Reglas: el flujo de entrada debe ser uniforme en el orden del tiempo de visualización de la página, grande en conteo (> 30, etc.) y tener una mediana distinta de cero.

Ejemplo: tiempo de carga de la página, 800 elementos, 10 ms … 3000 ms, promedio de 90 ms, mediana real: 11 ms

Después de 30 entradas, el error de las medianas generalmente es <= 20% (9ms..12ms) y obtiene menos y menos. Después de 800 entradas, el error es + -2%.

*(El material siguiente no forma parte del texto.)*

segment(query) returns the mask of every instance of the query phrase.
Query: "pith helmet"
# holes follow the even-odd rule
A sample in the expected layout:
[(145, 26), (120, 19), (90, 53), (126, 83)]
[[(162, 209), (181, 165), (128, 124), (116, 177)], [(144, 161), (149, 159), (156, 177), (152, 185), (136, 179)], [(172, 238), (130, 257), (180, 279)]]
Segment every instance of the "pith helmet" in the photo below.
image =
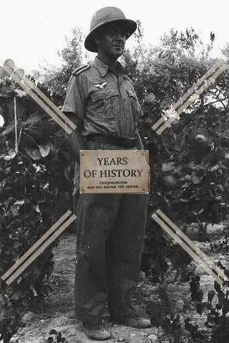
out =
[(127, 37), (130, 37), (137, 28), (137, 23), (134, 21), (127, 19), (121, 10), (116, 7), (104, 7), (98, 10), (93, 15), (91, 21), (90, 33), (86, 37), (85, 47), (87, 50), (97, 52), (97, 45), (93, 39), (93, 34), (102, 26), (112, 21), (123, 23), (127, 27)]

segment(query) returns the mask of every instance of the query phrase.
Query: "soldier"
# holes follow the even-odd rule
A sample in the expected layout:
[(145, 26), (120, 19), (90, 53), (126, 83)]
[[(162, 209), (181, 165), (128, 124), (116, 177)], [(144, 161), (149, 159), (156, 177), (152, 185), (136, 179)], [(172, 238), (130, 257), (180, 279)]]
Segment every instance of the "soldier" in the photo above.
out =
[[(80, 150), (142, 150), (137, 122), (142, 115), (132, 82), (117, 61), (136, 29), (115, 7), (97, 11), (85, 48), (91, 65), (75, 70), (62, 110), (77, 129), (67, 138), (76, 156), (78, 191)], [(150, 320), (131, 304), (143, 248), (147, 194), (80, 194), (77, 207), (75, 315), (93, 340), (110, 337), (102, 325), (106, 303), (112, 321), (145, 328)]]

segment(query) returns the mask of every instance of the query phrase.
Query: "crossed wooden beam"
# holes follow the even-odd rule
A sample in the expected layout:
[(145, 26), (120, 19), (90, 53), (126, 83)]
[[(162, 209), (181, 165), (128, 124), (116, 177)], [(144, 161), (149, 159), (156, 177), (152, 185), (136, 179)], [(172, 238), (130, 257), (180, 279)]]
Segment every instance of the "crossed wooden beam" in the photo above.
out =
[(175, 239), (178, 244), (198, 263), (215, 281), (221, 285), (228, 281), (223, 270), (205, 255), (189, 238), (160, 210), (151, 215), (152, 218)]
[[(157, 134), (161, 134), (170, 126), (179, 115), (192, 104), (199, 95), (225, 70), (227, 64), (219, 60), (162, 117), (151, 127)], [(59, 108), (25, 75), (23, 69), (16, 68), (12, 60), (5, 61), (0, 72), (21, 86), (24, 91), (68, 134), (76, 128), (76, 126), (63, 113)], [(35, 244), (34, 244), (17, 262), (1, 277), (7, 285), (10, 285), (58, 237), (72, 224), (76, 217), (67, 211)], [(152, 217), (175, 241), (199, 263), (205, 271), (212, 275), (221, 285), (228, 280), (223, 272), (218, 268), (203, 252), (197, 248), (184, 234), (160, 210), (157, 210)]]

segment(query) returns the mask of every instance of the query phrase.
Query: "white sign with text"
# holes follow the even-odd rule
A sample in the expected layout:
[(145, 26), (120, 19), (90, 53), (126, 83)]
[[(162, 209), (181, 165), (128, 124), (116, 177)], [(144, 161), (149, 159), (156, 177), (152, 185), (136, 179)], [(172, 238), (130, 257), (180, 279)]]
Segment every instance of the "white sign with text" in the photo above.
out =
[(81, 150), (80, 193), (149, 193), (147, 150)]

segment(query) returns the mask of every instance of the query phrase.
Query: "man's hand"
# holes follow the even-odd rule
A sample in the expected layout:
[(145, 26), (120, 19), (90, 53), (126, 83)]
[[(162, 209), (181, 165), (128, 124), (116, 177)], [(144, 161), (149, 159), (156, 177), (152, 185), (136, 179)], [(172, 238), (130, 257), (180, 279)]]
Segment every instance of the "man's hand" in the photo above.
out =
[(84, 143), (82, 137), (77, 129), (75, 130), (71, 134), (66, 136), (66, 140), (69, 143), (70, 151), (73, 156), (76, 158), (78, 163), (80, 163), (80, 150), (85, 150)]

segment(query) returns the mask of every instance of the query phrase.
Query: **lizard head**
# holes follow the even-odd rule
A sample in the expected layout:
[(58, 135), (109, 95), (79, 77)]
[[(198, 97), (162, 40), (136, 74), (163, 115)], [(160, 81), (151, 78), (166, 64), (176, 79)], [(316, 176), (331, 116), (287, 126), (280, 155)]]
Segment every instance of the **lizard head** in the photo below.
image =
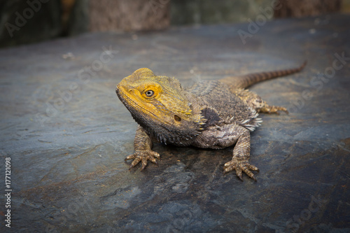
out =
[(124, 78), (115, 92), (137, 123), (160, 142), (186, 144), (204, 125), (174, 78), (141, 68)]

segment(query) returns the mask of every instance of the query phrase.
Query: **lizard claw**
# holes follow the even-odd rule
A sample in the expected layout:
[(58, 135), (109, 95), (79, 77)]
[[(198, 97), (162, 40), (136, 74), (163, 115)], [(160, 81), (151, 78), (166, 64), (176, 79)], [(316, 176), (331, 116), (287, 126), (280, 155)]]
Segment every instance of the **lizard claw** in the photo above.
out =
[(135, 153), (132, 155), (127, 156), (125, 158), (125, 160), (134, 160), (130, 167), (129, 167), (129, 170), (135, 167), (140, 161), (142, 162), (142, 167), (141, 170), (144, 170), (147, 166), (148, 161), (150, 160), (153, 163), (158, 165), (157, 160), (155, 159), (160, 159), (160, 156), (156, 152), (152, 151), (150, 150), (136, 150)]
[(236, 171), (236, 174), (241, 179), (241, 181), (243, 181), (241, 173), (244, 171), (248, 175), (248, 176), (256, 181), (256, 178), (251, 170), (259, 171), (259, 169), (253, 165), (249, 164), (247, 160), (237, 161), (236, 160), (232, 160), (227, 162), (223, 167), (223, 173), (226, 174), (233, 171), (234, 169)]

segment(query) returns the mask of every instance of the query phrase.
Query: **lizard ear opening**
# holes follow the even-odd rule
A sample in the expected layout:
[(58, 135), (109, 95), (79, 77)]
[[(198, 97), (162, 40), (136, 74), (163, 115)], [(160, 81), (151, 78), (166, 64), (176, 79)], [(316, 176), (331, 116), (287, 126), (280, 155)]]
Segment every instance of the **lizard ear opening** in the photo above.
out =
[(181, 121), (181, 118), (177, 115), (174, 115), (174, 119), (175, 119), (176, 121)]

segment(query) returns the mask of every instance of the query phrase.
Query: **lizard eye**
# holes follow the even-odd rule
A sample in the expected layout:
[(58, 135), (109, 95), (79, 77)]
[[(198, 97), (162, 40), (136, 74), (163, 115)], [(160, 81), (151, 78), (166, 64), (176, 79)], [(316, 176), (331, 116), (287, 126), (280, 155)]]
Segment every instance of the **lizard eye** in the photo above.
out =
[(147, 92), (145, 92), (146, 95), (148, 97), (150, 97), (153, 95), (154, 92), (151, 90), (148, 90)]

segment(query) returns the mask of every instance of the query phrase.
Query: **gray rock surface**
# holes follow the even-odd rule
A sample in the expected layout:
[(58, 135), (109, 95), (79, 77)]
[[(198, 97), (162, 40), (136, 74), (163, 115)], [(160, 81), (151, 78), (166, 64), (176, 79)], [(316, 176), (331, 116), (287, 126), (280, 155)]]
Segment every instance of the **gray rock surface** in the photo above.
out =
[[(1, 219), (10, 209), (16, 232), (349, 232), (350, 59), (334, 61), (350, 57), (349, 21), (88, 34), (0, 50)], [(245, 44), (239, 30), (251, 36)], [(128, 170), (136, 124), (115, 87), (134, 70), (185, 85), (305, 59), (302, 73), (251, 88), (290, 110), (261, 115), (252, 134), (258, 182), (223, 175), (232, 148), (156, 144), (159, 167)]]

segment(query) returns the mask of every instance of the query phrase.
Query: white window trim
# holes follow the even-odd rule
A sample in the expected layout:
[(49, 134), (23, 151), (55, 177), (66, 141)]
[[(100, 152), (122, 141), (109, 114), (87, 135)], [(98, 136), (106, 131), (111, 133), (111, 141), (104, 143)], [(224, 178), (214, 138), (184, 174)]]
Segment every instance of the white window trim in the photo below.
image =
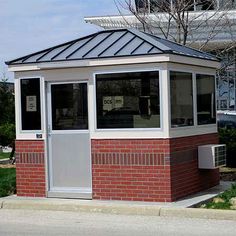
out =
[[(68, 130), (53, 130), (52, 128), (52, 101), (51, 101), (51, 88), (52, 85), (61, 85), (61, 84), (86, 84), (87, 86), (87, 103), (88, 103), (88, 99), (89, 99), (89, 95), (88, 95), (88, 87), (89, 87), (89, 83), (87, 80), (71, 80), (71, 81), (56, 81), (56, 82), (47, 82), (47, 134), (48, 132), (50, 132), (51, 134), (67, 134), (67, 133), (73, 133), (73, 134), (77, 134), (77, 133), (89, 133), (90, 130), (90, 126), (89, 126), (89, 112), (88, 112), (88, 128), (87, 129), (68, 129)], [(49, 107), (50, 105), (50, 107)], [(89, 111), (89, 104), (87, 104), (88, 106), (88, 111)]]
[[(97, 128), (97, 94), (96, 94), (96, 76), (97, 75), (106, 75), (106, 74), (119, 74), (119, 73), (135, 73), (135, 72), (158, 72), (159, 73), (159, 99), (160, 99), (160, 127), (159, 128), (115, 128), (115, 129), (99, 129)], [(111, 132), (150, 132), (150, 131), (161, 131), (163, 132), (163, 98), (162, 98), (162, 74), (161, 72), (163, 69), (160, 67), (154, 68), (143, 68), (143, 69), (124, 69), (124, 70), (116, 70), (116, 71), (96, 71), (93, 73), (93, 85), (94, 85), (94, 130), (95, 132), (104, 132), (104, 133), (111, 133)]]
[[(217, 85), (216, 85), (216, 74), (212, 74), (212, 73), (204, 73), (204, 72), (197, 72), (195, 73), (195, 83), (196, 83), (196, 101), (197, 101), (197, 75), (210, 75), (214, 77), (214, 87), (215, 87), (215, 112), (217, 110), (217, 98), (216, 98), (216, 91), (217, 91)], [(196, 104), (196, 113), (197, 113), (197, 104)], [(217, 112), (216, 112), (217, 114)], [(197, 114), (196, 114), (197, 115)], [(216, 118), (216, 122), (215, 123), (211, 123), (211, 124), (204, 124), (204, 125), (198, 125), (198, 119), (197, 119), (197, 126), (199, 127), (208, 127), (208, 126), (213, 126), (213, 125), (217, 125), (217, 118)]]
[[(171, 99), (170, 99), (170, 72), (185, 72), (185, 73), (191, 73), (192, 74), (192, 86), (193, 86), (193, 124), (192, 126), (181, 126), (181, 127), (171, 127)], [(169, 127), (170, 130), (172, 131), (172, 133), (175, 133), (176, 131), (186, 131), (186, 130), (191, 130), (191, 129), (195, 129), (197, 132), (199, 130), (203, 130), (203, 129), (211, 129), (211, 128), (215, 128), (215, 126), (217, 126), (217, 121), (216, 123), (212, 123), (212, 124), (204, 124), (204, 125), (198, 125), (198, 119), (197, 119), (197, 75), (210, 75), (210, 76), (214, 76), (215, 78), (215, 93), (216, 93), (216, 74), (215, 73), (207, 73), (207, 72), (198, 72), (195, 70), (191, 70), (191, 69), (179, 69), (179, 68), (168, 68), (168, 90), (169, 90)], [(215, 104), (216, 104), (216, 94), (215, 94)], [(201, 132), (201, 131), (200, 131)]]
[[(23, 130), (22, 129), (22, 107), (21, 107), (21, 80), (23, 79), (39, 79), (39, 88), (40, 88), (40, 115), (41, 115), (41, 129), (40, 130)], [(18, 118), (16, 119), (16, 123), (18, 123), (18, 134), (42, 134), (44, 131), (44, 78), (42, 76), (27, 76), (20, 77), (17, 79), (18, 83), (16, 84), (16, 90), (18, 91), (18, 95), (16, 96), (16, 106), (18, 107)], [(35, 137), (35, 139), (37, 139)]]

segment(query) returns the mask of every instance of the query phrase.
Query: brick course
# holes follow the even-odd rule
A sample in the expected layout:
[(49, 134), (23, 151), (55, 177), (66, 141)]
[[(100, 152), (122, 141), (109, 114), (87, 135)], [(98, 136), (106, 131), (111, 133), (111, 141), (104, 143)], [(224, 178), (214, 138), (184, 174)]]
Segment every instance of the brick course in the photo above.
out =
[(197, 147), (217, 134), (171, 139), (92, 140), (93, 198), (170, 202), (219, 183), (199, 170)]
[[(93, 199), (170, 202), (215, 186), (219, 171), (198, 169), (197, 147), (217, 143), (217, 134), (92, 140)], [(46, 196), (44, 152), (44, 141), (16, 141), (18, 196)]]
[(16, 188), (18, 196), (46, 196), (44, 152), (44, 141), (16, 141)]

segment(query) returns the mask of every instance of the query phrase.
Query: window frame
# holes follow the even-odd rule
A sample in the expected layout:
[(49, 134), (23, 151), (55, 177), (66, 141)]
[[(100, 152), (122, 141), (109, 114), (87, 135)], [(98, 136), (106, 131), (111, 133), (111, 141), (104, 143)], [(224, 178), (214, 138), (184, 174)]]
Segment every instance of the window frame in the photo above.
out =
[[(67, 130), (54, 130), (52, 128), (52, 101), (51, 101), (51, 86), (52, 85), (61, 85), (61, 84), (82, 84), (82, 83), (85, 83), (86, 86), (87, 86), (87, 106), (88, 106), (88, 128), (87, 129), (67, 129)], [(90, 112), (89, 112), (89, 82), (87, 80), (69, 80), (69, 81), (63, 81), (63, 82), (60, 82), (60, 81), (49, 81), (48, 82), (48, 87), (50, 86), (49, 90), (50, 90), (50, 93), (49, 93), (49, 97), (48, 99), (50, 101), (48, 101), (47, 104), (50, 104), (50, 107), (48, 107), (47, 109), (47, 120), (48, 120), (48, 124), (50, 124), (50, 132), (53, 133), (53, 134), (67, 134), (67, 133), (89, 133), (90, 132), (90, 124), (89, 124), (89, 121), (90, 121)]]
[[(116, 132), (116, 131), (163, 131), (163, 99), (162, 99), (162, 79), (161, 79), (162, 69), (144, 68), (144, 69), (133, 69), (133, 70), (115, 70), (115, 71), (97, 71), (93, 73), (93, 84), (94, 84), (94, 130), (95, 132)], [(98, 128), (97, 127), (97, 75), (107, 75), (107, 74), (120, 74), (120, 73), (136, 73), (136, 72), (158, 72), (159, 75), (159, 104), (160, 104), (160, 127), (156, 128)]]
[[(170, 72), (171, 71), (176, 71), (176, 72), (185, 72), (185, 73), (191, 73), (192, 74), (192, 86), (193, 86), (193, 125), (192, 126), (182, 126), (182, 127), (171, 127), (171, 89), (170, 89)], [(213, 127), (217, 125), (217, 119), (216, 123), (211, 123), (211, 124), (203, 124), (203, 125), (198, 125), (198, 118), (197, 118), (197, 75), (209, 75), (209, 76), (214, 76), (215, 80), (215, 104), (216, 104), (216, 74), (215, 73), (207, 73), (207, 72), (201, 72), (201, 71), (196, 71), (196, 70), (181, 70), (181, 69), (176, 69), (176, 68), (168, 68), (168, 93), (169, 93), (169, 127), (170, 130), (191, 130), (191, 129), (199, 129), (199, 128), (204, 128), (204, 127)], [(215, 106), (216, 109), (216, 106)]]
[[(183, 71), (183, 70), (172, 70), (172, 69), (169, 69), (168, 70), (168, 74), (169, 74), (169, 101), (170, 101), (170, 109), (169, 109), (169, 112), (170, 112), (170, 122), (169, 122), (169, 127), (170, 129), (179, 129), (179, 128), (193, 128), (195, 127), (195, 93), (196, 93), (196, 90), (194, 89), (194, 86), (195, 86), (195, 83), (194, 83), (194, 79), (196, 79), (196, 74), (194, 74), (192, 71)], [(172, 114), (171, 114), (171, 78), (170, 78), (170, 75), (171, 75), (171, 72), (179, 72), (179, 73), (188, 73), (188, 74), (191, 74), (191, 77), (192, 77), (192, 93), (193, 93), (193, 98), (192, 98), (192, 104), (193, 104), (193, 125), (187, 125), (187, 126), (179, 126), (179, 127), (172, 127), (172, 123), (171, 123), (171, 117), (172, 117)], [(194, 91), (195, 90), (195, 91)]]
[[(198, 114), (197, 114), (197, 75), (209, 75), (214, 77), (214, 89), (215, 89), (215, 114), (216, 114), (216, 122), (215, 123), (210, 123), (210, 124), (198, 124)], [(204, 72), (197, 72), (195, 73), (195, 98), (196, 98), (196, 126), (197, 127), (205, 127), (205, 126), (212, 126), (212, 125), (217, 125), (217, 97), (216, 97), (216, 91), (217, 91), (217, 85), (216, 85), (216, 74), (211, 74), (211, 73), (204, 73)]]
[[(34, 129), (34, 130), (23, 130), (22, 129), (22, 106), (21, 106), (21, 81), (22, 80), (29, 80), (29, 79), (39, 79), (39, 95), (40, 95), (40, 116), (41, 116), (41, 129)], [(44, 79), (41, 76), (27, 76), (27, 77), (20, 77), (19, 79), (19, 84), (18, 84), (18, 109), (19, 109), (19, 119), (18, 119), (18, 124), (19, 124), (19, 132), (22, 134), (35, 134), (35, 133), (42, 133), (44, 130), (44, 115), (43, 115), (43, 110), (44, 110), (44, 93), (43, 93), (43, 84), (44, 84)]]

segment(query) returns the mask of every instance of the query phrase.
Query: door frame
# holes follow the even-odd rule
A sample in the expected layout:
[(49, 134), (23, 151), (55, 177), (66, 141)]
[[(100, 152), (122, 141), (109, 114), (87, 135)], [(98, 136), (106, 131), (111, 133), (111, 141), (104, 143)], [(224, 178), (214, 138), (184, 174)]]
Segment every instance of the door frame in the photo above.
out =
[[(51, 96), (51, 86), (52, 85), (61, 85), (61, 84), (86, 84), (87, 86), (87, 106), (88, 106), (88, 129), (85, 130), (56, 130), (52, 131), (52, 96)], [(86, 80), (76, 80), (76, 81), (48, 81), (45, 83), (46, 85), (46, 145), (47, 145), (47, 196), (48, 197), (62, 197), (62, 198), (84, 198), (84, 199), (92, 199), (92, 155), (91, 155), (91, 138), (90, 138), (90, 125), (89, 125), (89, 82)], [(90, 161), (90, 168), (88, 170), (91, 183), (91, 188), (87, 190), (84, 188), (82, 191), (79, 188), (60, 188), (57, 189), (53, 187), (53, 168), (52, 168), (52, 143), (51, 143), (51, 132), (54, 134), (88, 134), (89, 135), (89, 142), (88, 142), (88, 149), (89, 149), (89, 161)]]

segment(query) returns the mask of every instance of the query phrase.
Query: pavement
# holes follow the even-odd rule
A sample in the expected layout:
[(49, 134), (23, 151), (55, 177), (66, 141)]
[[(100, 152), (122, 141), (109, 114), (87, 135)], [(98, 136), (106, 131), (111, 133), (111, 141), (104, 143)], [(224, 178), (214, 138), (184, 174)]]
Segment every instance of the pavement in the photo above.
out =
[(0, 198), (1, 209), (74, 211), (89, 213), (106, 213), (118, 215), (185, 217), (236, 221), (234, 210), (213, 210), (195, 208), (214, 198), (231, 186), (232, 182), (221, 182), (220, 185), (189, 196), (185, 199), (171, 202), (131, 202), (131, 201), (101, 201), (59, 198), (30, 198), (15, 195)]
[(4, 158), (0, 160), (0, 165), (5, 165), (10, 163), (10, 159), (9, 158)]

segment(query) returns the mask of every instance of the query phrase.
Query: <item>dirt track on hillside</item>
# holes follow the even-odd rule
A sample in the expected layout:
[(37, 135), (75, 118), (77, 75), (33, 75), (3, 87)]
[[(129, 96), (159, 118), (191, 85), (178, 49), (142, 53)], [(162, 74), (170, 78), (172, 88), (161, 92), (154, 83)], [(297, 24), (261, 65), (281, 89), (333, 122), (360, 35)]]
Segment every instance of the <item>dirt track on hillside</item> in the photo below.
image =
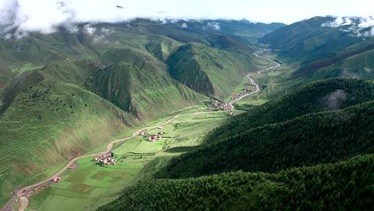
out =
[(253, 75), (255, 75), (255, 74), (260, 74), (261, 72), (263, 72), (263, 71), (270, 71), (271, 69), (278, 68), (278, 67), (280, 67), (280, 64), (279, 64), (278, 62), (276, 62), (274, 60), (272, 60), (271, 59), (270, 59), (270, 58), (267, 58), (267, 57), (266, 57), (265, 56), (258, 55), (258, 53), (262, 53), (262, 52), (264, 52), (265, 51), (266, 51), (266, 49), (264, 49), (264, 50), (260, 51), (256, 51), (256, 53), (253, 53), (253, 55), (258, 57), (258, 58), (262, 58), (262, 59), (265, 59), (265, 60), (267, 60), (271, 61), (271, 62), (274, 62), (276, 65), (267, 67), (265, 69), (262, 70), (262, 71), (258, 71), (251, 72), (251, 73), (248, 74), (246, 77), (248, 78), (248, 80), (249, 80), (249, 83), (251, 85), (255, 86), (255, 90), (253, 92), (243, 94), (240, 97), (239, 97), (238, 99), (235, 99), (233, 101), (231, 101), (230, 103), (229, 103), (229, 105), (230, 105), (230, 106), (231, 107), (231, 110), (234, 109), (234, 106), (233, 106), (233, 104), (235, 102), (238, 101), (242, 99), (243, 98), (244, 98), (246, 96), (248, 96), (249, 95), (252, 95), (252, 94), (253, 94), (255, 93), (257, 93), (257, 92), (260, 92), (260, 87), (258, 87), (258, 85), (254, 82), (253, 78), (250, 77), (251, 76), (253, 76)]
[[(262, 72), (262, 71), (269, 71), (271, 69), (279, 67), (280, 66), (280, 65), (279, 63), (272, 60), (271, 59), (270, 59), (270, 58), (267, 58), (267, 57), (266, 57), (265, 56), (259, 56), (258, 55), (258, 53), (262, 53), (262, 52), (264, 52), (266, 50), (262, 50), (262, 51), (256, 51), (256, 53), (253, 53), (253, 55), (255, 55), (256, 56), (257, 56), (258, 58), (261, 58), (262, 59), (265, 59), (265, 60), (274, 62), (274, 63), (276, 64), (276, 65), (268, 67), (268, 68), (267, 68), (267, 69), (265, 69), (265, 70), (262, 70), (262, 71), (258, 71), (251, 72), (251, 73), (248, 74), (246, 76), (246, 78), (247, 78), (249, 80), (249, 82), (256, 87), (256, 89), (255, 89), (255, 90), (253, 92), (251, 92), (250, 93), (247, 93), (246, 94), (244, 94), (244, 95), (241, 96), (240, 98), (238, 98), (237, 99), (235, 99), (235, 100), (233, 100), (231, 102), (229, 102), (229, 104), (230, 105), (231, 110), (234, 109), (234, 106), (233, 106), (233, 103), (234, 103), (235, 102), (238, 101), (242, 99), (243, 98), (244, 98), (244, 97), (246, 97), (247, 96), (253, 94), (257, 93), (257, 92), (258, 92), (260, 91), (260, 87), (259, 87), (258, 85), (256, 84), (254, 82), (254, 80), (252, 78), (250, 77), (251, 76), (256, 74), (260, 74), (260, 72)], [(75, 157), (75, 158), (70, 160), (70, 161), (68, 162), (68, 164), (66, 165), (65, 165), (63, 168), (60, 169), (57, 172), (56, 172), (52, 176), (45, 179), (43, 181), (41, 181), (41, 182), (39, 182), (37, 183), (24, 187), (20, 189), (19, 190), (17, 191), (15, 194), (13, 194), (13, 195), (12, 196), (12, 197), (9, 200), (9, 201), (0, 210), (0, 211), (11, 211), (12, 210), (12, 208), (11, 208), (12, 204), (14, 202), (15, 202), (16, 201), (19, 201), (20, 203), (21, 203), (21, 206), (20, 206), (20, 208), (19, 209), (19, 211), (25, 210), (26, 208), (27, 208), (28, 205), (28, 197), (29, 197), (34, 192), (35, 189), (39, 188), (41, 187), (43, 187), (44, 185), (47, 185), (48, 183), (51, 183), (51, 180), (52, 180), (52, 179), (53, 178), (61, 176), (70, 166), (71, 166), (75, 162), (76, 162), (79, 159), (84, 158), (89, 158), (89, 157), (101, 156), (101, 155), (108, 154), (109, 153), (110, 153), (112, 151), (112, 150), (113, 149), (113, 146), (115, 144), (117, 144), (117, 143), (119, 143), (119, 142), (125, 142), (127, 140), (130, 140), (130, 139), (132, 139), (132, 138), (133, 138), (133, 137), (136, 137), (137, 135), (139, 135), (141, 133), (142, 131), (149, 130), (149, 129), (155, 128), (160, 127), (160, 126), (163, 126), (170, 123), (172, 121), (173, 121), (174, 119), (177, 119), (177, 118), (178, 118), (178, 117), (179, 117), (181, 116), (186, 115), (191, 115), (191, 114), (198, 115), (198, 114), (210, 113), (210, 112), (193, 112), (193, 113), (186, 113), (186, 114), (177, 115), (174, 116), (173, 117), (172, 117), (169, 120), (168, 120), (168, 121), (165, 121), (165, 122), (163, 122), (162, 124), (160, 124), (159, 125), (154, 126), (145, 127), (145, 128), (139, 129), (138, 130), (135, 131), (135, 133), (134, 133), (132, 134), (132, 135), (130, 136), (130, 137), (126, 137), (126, 138), (124, 138), (124, 139), (118, 139), (118, 140), (112, 141), (110, 143), (108, 144), (108, 145), (107, 146), (107, 149), (105, 151), (100, 152), (100, 153), (93, 153), (93, 154), (90, 154), (90, 155), (80, 155), (80, 156), (78, 156), (78, 157)]]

Otro pensador con una solución similar está aquí: Median Filter Implementación super eficiente

Aquí está la implementación de java

 package MedianOfIntegerStream; import java.util.Comparator; import java.util.HashSet; import java.util.Iterator; import java.util.Set; import java.util.TreeSet; public class MedianOfIntegerStream { public Set rightMinSet; public Set leftMaxSet; public int numOfElements; public MedianOfIntegerStream() { rightMinSet = new TreeSet(); leftMaxSet = new TreeSet(new DescendingComparator()); numOfElements = 0; } public void addNumberToStream(Integer num) { leftMaxSet.add(num); Iterator iterMax = leftMaxSet.iterator(); Iterator iterMin = rightMinSet.iterator(); int maxEl = iterMax.next(); int minEl = 0; if (iterMin.hasNext()) { minEl = iterMin.next(); } if (numOfElements % 2 == 0) { if (numOfElements == 0) { numOfElements++; return; } else if (maxEl > minEl) { iterMax.remove(); if (minEl != 0) { iterMin.remove(); } leftMaxSet.add(minEl); rightMinSet.add(maxEl); } } else { if (maxEl != 0) { iterMax.remove(); } rightMinSet.add(maxEl); } numOfElements++; } public Double getMedian() { if (numOfElements % 2 != 0) return new Double(leftMaxSet.iterator().next()); else return (leftMaxSet.iterator().next() + rightMinSet.iterator().next()) / 2.0; } private class DescendingComparator implements Comparator { @Override public int compare(Integer o1, Integer o2) { return o2 - o1; } } public static void main(String[] args) { MedianOfIntegerStream streamMedian = new MedianOfIntegerStream(); streamMedian.addNumberToStream(1); System.out.println(streamMedian.getMedian()); // should be 1 streamMedian.addNumberToStream(5); streamMedian.addNumberToStream(10); streamMedian.addNumberToStream(12); streamMedian.addNumberToStream(2); System.out.println(streamMedian.getMedian()); // should be 5 streamMedian.addNumberToStream(3); streamMedian.addNumberToStream(8); streamMedian.addNumberToStream(9); System.out.println(streamMedian.getMedian()); // should be 6.5 } } 

Si solo requiere un promedio suavizado, una forma rápida / fácil es multiplicar el último valor por xy el valor promedio por (1-x) y luego agregarlos. Esto luego se convierte en el nuevo promedio.

editar: no es lo que el usuario pidió y no es estadísticamente válido, pero es lo suficientemente bueno para muchos usos.
Lo dejaré aquí (¡a pesar de los votos abajo) para la búsqueda!